O que são riscos psicossociais relacionados ao trabalho
Riscos psicossociais não são sinônimo de diagnóstico psiquiátrico individual. Eles se relacionam às condições de organização, gestão e execução do trabalho capazes de contribuir para sofrimento, adoecimento ou piora da saúde mental.
Podem incluir situações como sobrecarga persistente, jornadas excessivas, baixa autonomia, ambiguidade de função, assédio, violência, metas incompatíveis com os recursos disponíveis e ausência de apoio organizacional.
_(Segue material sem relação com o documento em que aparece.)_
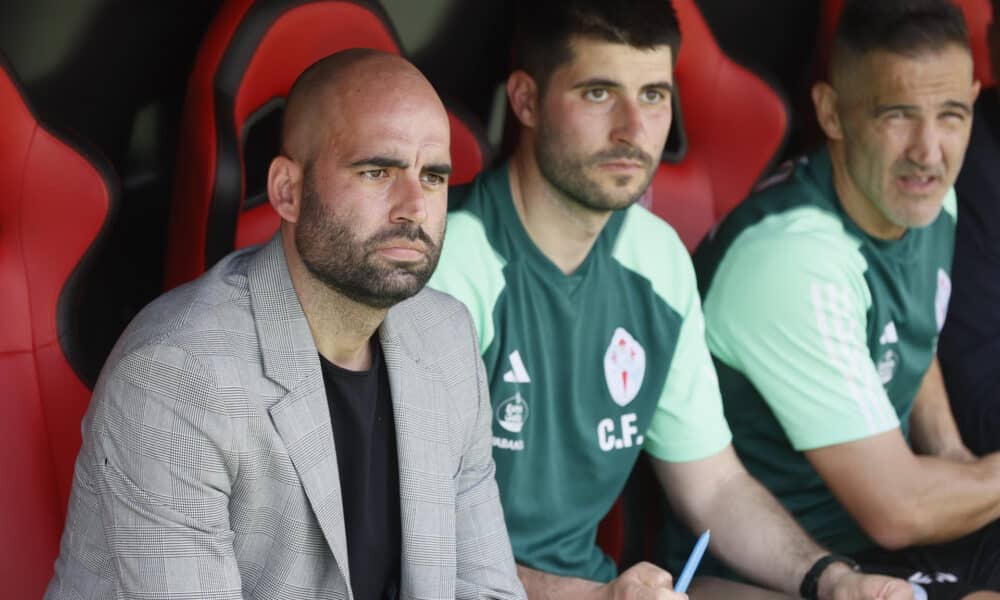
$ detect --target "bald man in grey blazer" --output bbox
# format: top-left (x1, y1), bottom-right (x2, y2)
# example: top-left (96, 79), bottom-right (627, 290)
top-left (46, 50), bottom-right (524, 599)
A análise deve estar centrada no trabalho real. Não basta aplicar uma pesquisa genérica de satisfação e concluir que os riscos foram mapeados.
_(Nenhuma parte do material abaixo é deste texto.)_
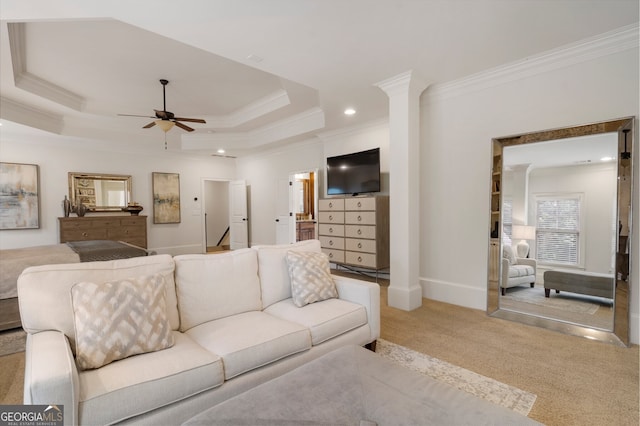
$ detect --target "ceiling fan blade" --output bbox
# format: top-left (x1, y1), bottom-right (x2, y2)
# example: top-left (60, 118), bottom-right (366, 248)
top-left (174, 121), bottom-right (194, 132)
top-left (154, 109), bottom-right (173, 120)
top-left (118, 114), bottom-right (156, 118)
top-left (173, 117), bottom-right (207, 124)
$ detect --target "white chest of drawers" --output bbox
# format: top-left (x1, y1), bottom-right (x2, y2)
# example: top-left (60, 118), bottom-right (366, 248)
top-left (318, 196), bottom-right (389, 270)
A empresa deve incluir o tema no PGR
A NR-1 estabelece que o gerenciamento de riscos ocupacionais envolve identificação de perigos, avaliação de riscos, adoção de medidas de prevenção, acompanhamento da eficácia e revisão periódica do processo.
Com a inclusão expressa dos riscos psicossociais, o PGR deve passar a contemplar esses fatores quando presentes no ambiente e na organização do trabalho. O Ministério do Trabalho informa que a norma não determina um instrumento oficial único para essa avaliação; portanto, a metodologia precisa ser tecnicamente justificada e compatível com cada realidade ocupacional.
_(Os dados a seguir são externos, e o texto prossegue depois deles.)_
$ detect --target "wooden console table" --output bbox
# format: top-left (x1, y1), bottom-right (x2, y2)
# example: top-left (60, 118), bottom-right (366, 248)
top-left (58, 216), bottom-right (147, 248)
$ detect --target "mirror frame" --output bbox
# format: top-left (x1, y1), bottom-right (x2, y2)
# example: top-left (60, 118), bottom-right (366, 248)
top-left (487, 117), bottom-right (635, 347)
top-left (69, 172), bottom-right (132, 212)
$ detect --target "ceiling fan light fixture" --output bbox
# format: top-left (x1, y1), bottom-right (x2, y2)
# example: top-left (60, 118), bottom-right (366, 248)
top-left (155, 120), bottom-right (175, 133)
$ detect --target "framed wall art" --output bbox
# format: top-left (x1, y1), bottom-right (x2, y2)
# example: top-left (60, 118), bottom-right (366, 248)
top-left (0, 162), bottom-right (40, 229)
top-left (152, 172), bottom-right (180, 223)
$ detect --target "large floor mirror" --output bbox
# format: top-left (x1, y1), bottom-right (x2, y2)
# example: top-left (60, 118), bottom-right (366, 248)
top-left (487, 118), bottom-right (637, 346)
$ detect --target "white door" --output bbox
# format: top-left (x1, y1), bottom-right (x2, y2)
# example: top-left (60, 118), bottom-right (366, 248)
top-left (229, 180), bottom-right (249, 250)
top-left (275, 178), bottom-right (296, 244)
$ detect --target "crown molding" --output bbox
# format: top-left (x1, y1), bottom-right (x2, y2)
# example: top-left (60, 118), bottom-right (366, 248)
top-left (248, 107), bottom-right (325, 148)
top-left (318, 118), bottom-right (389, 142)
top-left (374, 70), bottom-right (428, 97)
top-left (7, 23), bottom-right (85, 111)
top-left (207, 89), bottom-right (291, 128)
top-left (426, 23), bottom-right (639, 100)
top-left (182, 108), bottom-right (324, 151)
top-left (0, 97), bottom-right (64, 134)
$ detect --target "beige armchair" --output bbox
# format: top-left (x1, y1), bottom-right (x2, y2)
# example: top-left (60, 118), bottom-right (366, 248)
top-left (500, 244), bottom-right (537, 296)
Saúde mental não se resolve com campanha isolada
Palestras de conscientização, canais de acolhimento e benefícios assistenciais podem compor uma política de saúde mental. Mas não substituem o dever de reconhecer e controlar fatores organizacionais que geram risco.
Uma empresa não reduz risco psicossocial apenas oferecendo meditação, ginástica laboral ou acesso a aplicativo de bem-estar quando mantém práticas de gestão que favorecem exaustão, insegurança ou violência laboral.
Na prática, o que muda?
A partir da vigência da nova redação, a gestão de SST precisa integrar saúde mental ao processo de GRO. O médico do trabalho pode contribuir ao:
- Participar do reconhecimento de fatores relacionados à organização do trabalho;
- Articular dados de absenteísmo, afastamentos, queixas e vigilância em saúde;
- Apoiar medidas coletivas de prevenção, sem reduzir o problema a vulnerabilidade individual;
- Preservar sigilo médico e proteção de dados pessoais sensíveis;
- Acompanhar a efetividade das ações implementadas.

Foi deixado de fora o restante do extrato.